Lizzie yawns and groans. "What time is it?" she asks blearily.
"Early," Caroline says. "I have to get back to the de Bourghs' for breakfast. You can stay as long as you want. Help yourself to anything that's in the kitchen—half the stuff we keep here goes bad before anyone eats it."
"Okay," Lizzie says, "thanks?"
"You're welcome," Caroline says, straightening up just that bit further. Lizzie forces herself to snap out of frowning; she grabs the glass on the table, sits up in the bed and sips at it suspiciously. Because it's cold, not because she thinks Caroline may be trying to poison her. Well, not much. "Is it good? I can also get you raspberry and—I think the apple juice went bad, but I can check. Or coffee. I didn't want to bring that to you first thing, in case you reached all like—" She closes her eyes and swats blindly at the bedside table. "Like that.
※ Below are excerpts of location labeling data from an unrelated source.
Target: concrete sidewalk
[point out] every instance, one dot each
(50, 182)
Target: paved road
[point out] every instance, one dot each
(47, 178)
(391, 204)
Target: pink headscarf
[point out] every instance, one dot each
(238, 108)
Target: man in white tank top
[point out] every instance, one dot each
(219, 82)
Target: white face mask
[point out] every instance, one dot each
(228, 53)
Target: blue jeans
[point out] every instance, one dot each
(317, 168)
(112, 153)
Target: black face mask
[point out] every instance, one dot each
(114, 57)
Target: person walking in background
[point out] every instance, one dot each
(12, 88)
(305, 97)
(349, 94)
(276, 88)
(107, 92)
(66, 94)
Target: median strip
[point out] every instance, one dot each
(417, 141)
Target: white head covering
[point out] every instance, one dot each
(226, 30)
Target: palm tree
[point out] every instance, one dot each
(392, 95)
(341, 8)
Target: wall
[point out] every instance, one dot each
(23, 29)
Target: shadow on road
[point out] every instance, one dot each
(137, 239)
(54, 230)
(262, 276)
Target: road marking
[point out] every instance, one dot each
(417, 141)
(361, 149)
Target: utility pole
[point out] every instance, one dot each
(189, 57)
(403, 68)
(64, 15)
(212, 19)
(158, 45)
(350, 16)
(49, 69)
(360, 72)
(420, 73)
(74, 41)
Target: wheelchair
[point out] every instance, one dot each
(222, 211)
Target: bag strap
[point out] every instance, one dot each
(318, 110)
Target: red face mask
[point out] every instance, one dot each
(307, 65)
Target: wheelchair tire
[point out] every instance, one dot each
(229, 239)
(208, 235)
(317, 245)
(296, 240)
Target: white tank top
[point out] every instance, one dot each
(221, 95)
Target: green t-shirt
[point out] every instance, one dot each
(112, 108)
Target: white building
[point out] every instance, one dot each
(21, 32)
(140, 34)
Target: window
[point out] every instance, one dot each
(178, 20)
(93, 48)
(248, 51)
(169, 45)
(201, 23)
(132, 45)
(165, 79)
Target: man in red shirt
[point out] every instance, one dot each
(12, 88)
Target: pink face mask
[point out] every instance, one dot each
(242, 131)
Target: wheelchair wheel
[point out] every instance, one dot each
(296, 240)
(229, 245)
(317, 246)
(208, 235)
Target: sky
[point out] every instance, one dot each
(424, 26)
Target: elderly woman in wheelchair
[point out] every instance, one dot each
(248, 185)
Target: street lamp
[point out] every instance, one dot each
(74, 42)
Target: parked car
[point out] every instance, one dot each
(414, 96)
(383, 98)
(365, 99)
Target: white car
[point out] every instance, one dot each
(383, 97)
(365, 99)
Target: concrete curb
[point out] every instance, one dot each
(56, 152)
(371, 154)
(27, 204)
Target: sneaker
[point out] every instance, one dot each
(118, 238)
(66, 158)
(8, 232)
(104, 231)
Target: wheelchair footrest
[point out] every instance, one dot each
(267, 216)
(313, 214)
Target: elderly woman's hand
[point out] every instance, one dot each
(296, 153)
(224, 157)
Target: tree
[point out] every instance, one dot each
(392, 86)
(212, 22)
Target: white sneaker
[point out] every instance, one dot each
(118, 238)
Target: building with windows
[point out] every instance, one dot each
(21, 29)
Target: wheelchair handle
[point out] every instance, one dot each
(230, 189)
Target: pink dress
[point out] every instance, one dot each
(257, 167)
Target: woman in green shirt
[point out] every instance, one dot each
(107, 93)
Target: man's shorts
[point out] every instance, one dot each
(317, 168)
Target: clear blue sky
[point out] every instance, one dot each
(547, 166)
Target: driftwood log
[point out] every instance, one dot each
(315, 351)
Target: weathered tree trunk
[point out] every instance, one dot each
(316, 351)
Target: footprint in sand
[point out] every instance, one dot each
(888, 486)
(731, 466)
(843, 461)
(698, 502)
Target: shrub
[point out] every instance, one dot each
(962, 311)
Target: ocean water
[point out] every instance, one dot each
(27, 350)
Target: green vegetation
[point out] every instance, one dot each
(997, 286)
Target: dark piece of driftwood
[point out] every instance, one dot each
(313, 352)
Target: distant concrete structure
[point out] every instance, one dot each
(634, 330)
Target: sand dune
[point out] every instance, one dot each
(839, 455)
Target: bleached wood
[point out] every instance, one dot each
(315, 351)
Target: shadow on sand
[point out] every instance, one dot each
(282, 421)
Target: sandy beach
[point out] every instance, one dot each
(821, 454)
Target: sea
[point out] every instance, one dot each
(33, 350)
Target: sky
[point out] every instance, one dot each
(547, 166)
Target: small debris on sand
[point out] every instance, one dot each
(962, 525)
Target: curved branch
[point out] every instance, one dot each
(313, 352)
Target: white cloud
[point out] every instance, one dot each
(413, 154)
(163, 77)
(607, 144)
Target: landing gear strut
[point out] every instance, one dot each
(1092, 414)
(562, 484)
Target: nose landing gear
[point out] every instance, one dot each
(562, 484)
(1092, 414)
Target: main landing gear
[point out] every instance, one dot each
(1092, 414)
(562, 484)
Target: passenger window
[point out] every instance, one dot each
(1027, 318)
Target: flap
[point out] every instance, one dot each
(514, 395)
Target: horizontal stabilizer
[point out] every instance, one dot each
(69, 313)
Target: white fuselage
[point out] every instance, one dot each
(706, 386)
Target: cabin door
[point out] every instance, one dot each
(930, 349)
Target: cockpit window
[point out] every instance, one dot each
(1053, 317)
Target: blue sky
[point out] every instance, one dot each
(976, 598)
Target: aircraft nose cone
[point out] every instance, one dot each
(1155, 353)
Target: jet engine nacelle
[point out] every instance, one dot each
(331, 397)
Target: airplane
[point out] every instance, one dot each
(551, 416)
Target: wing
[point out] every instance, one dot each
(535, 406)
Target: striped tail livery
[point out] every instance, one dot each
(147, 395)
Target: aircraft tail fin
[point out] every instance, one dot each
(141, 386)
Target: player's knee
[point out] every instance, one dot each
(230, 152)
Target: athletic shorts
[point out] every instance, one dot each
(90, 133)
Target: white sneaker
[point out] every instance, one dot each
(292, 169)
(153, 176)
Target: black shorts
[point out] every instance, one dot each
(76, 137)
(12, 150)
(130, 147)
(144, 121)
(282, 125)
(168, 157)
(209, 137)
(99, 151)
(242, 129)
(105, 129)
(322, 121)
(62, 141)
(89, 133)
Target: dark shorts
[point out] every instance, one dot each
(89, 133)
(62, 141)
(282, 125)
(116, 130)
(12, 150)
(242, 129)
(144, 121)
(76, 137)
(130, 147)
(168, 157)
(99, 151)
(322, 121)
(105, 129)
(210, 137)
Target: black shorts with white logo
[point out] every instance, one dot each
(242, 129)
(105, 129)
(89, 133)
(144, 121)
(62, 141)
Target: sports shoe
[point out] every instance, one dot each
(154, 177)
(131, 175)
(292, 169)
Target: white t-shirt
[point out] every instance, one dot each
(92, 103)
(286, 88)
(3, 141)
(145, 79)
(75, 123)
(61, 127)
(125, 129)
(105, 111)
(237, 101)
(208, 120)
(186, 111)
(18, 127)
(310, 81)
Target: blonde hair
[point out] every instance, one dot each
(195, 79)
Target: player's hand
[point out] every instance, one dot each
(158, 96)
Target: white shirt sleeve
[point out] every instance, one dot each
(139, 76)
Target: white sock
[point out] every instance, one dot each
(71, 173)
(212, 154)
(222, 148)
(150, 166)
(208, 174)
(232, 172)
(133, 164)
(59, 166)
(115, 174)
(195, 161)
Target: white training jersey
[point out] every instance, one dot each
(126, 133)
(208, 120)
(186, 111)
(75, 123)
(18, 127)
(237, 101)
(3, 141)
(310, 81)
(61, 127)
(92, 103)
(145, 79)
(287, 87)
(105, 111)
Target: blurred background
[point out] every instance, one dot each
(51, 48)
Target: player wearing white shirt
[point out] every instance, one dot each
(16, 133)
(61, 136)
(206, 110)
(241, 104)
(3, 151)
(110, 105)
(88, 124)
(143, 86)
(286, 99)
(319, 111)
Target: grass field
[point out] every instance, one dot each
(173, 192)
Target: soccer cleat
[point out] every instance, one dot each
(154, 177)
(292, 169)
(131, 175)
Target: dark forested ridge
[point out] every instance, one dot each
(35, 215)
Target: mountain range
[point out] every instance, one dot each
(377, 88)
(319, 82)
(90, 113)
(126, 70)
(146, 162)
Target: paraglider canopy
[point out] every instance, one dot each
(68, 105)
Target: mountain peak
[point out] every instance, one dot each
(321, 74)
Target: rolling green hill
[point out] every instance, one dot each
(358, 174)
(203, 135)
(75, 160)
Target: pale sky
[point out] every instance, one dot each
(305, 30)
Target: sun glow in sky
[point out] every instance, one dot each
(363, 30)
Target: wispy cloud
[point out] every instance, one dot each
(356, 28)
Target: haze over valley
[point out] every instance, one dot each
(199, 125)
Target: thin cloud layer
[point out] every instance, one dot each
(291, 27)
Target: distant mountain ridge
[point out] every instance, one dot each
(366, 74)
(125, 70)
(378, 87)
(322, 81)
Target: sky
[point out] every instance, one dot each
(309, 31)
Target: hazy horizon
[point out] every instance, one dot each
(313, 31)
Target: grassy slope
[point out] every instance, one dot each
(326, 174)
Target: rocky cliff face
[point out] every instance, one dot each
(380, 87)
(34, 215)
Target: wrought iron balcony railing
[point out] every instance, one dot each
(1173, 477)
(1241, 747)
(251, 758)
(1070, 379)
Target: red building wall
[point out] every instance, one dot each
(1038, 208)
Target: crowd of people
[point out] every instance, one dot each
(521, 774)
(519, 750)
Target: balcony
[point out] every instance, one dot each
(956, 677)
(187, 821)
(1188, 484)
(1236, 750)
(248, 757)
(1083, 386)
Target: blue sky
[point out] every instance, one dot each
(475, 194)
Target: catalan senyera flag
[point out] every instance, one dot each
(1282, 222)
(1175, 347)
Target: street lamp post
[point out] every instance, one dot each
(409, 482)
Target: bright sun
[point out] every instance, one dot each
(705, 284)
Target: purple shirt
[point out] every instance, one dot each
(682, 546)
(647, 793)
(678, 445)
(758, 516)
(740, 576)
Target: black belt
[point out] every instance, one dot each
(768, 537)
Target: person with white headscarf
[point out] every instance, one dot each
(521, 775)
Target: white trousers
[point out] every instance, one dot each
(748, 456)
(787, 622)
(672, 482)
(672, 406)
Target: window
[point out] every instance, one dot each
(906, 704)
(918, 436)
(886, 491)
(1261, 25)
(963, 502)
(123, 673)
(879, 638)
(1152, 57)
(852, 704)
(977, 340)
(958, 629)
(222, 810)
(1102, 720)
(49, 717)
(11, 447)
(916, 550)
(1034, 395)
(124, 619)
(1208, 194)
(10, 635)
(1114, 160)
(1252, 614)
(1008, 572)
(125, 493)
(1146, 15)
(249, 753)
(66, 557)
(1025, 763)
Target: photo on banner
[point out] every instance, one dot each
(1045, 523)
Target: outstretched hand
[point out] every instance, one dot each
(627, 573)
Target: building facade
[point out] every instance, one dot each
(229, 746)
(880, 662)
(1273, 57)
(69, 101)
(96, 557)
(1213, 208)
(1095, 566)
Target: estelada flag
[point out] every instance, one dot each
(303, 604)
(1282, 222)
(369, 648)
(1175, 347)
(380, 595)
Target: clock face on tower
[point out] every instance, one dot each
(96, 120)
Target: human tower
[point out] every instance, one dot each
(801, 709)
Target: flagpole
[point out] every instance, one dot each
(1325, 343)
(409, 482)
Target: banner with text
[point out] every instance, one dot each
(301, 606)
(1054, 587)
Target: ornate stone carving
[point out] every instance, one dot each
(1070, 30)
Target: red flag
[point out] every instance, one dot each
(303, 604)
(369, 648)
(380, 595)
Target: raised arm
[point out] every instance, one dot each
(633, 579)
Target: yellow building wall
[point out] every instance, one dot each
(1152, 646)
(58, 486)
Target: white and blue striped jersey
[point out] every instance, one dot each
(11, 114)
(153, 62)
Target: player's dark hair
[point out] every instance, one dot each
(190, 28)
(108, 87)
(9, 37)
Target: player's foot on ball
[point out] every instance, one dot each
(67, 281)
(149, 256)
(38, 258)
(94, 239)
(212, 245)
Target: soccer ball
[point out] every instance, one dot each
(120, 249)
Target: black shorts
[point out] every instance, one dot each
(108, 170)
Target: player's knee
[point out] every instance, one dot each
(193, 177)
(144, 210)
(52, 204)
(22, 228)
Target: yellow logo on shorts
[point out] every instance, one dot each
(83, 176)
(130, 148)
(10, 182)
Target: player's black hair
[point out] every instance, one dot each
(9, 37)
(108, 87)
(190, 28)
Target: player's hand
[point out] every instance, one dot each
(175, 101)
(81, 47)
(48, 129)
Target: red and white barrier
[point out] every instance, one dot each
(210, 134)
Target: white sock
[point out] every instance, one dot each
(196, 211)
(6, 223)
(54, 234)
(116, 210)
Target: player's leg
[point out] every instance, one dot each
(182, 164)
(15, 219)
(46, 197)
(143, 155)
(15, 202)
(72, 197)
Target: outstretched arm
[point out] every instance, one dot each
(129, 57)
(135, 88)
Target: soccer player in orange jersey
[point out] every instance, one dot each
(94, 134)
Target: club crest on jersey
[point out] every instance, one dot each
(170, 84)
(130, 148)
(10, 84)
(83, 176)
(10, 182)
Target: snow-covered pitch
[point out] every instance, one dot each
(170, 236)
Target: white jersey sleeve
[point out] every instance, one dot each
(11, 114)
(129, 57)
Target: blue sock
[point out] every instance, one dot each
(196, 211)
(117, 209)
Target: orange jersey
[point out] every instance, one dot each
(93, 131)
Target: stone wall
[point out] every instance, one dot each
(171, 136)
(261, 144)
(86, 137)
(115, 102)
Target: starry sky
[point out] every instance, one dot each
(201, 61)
Didn't want you to burn yourself."
"That's nice of you?" Lizzie says, frowning again.
Caroline sets her mug on the bedside table and scoots further into the bed, her arm curling over Lizzie's thigh, the mattress dipping behind Lizzie under the weight of Caroline's hand.
"It may be hard to believe, Lizzie, but I actually like you." And that is what Lizzie expects from Caroline: a compliment dripping in condescension. The thing is, the compliment seems to win out in this one. At least with Caroline mouthing at Lizzie's neck, nosing at her earlobe. It's nice, Lizzie thinks. It tickles.
She giggles without meaning to, and Caroline giggles with her. With her. Lizzie doesn't feel like Caroline's laughing at her at all. That's new.
Caroline kisses her softly on the lips before sliding gracefully off the bed and onto her feet. "See you around, Lizzie Bennet," she says as her hair whooshes out the bedroom door, leaving Lizzie far too dazed to come up with an answer before Caroline's gone.
Lizzie's mouth curves downward in a mildly satisfied sort of surprise. "I guess you will," she says belatedly, frowning, and collapses on her back as the front door shuts.